The ULEZ charge, which was first introduced in 2003, has been studied as to its effectiveness at reducing pollutant levels by the Norweigian University of Science and Technology (NTNU), but the research has found that a 20 per cent increase in buses and black cab taxis has increased NO2 levels.

The study’s lead, Professor Green from NTNU said that although levels of carbon monoxide and other particulate matter dropped after the congestion charge was introduced, but the NO2 levels only fell minimally.

Professor Green said that any drops in emissions has to be factored against the fact that newer cars were pumping out less pollution as the decade wore on.

“For instance CO emissions were on average falling in all urban areas in the UK for a variety of reasons including the vehicle fleet becoming 'cleaner',” Green told The Daily Mail.

“This means if you just compare London before and after the change it looks like the congestion charge reduced CO. But you would find this if you picked any two random points in the 2000s.

“To get people onto public transport, the buses and black cabs were exempt from the charge,' said Professor Green.

“Bus departures and routes were expanded after introducing the charge in the city centre.
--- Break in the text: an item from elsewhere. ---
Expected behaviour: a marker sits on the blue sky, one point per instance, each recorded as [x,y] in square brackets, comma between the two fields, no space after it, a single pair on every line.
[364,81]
Bus and taxi traffic increased by more than 20 per cent.'

“The problem was that all the buses and London taxis ran on diesel.”

London has exceeded national air pollution levels since 2015 and scientific evidence shows that just 30 minutes of exposure to NO2 can lead to adverse respiratory effects.
Despite this a spokesman for the London mayor Sadiq Khan said that the city has stopped licensing diesel black cabs and has made the fleet of buses greener.

“Fifty thousand people are estimated to die prematurely in the UK every year due to air pollution,' said Professor Green.

“Before the coronavirus, exhaust was the fastest growing cause of death globally.

“In fact, researchers in Germany have found that exposure to exhaust leads to a sharp increase in coronavirus mortality.”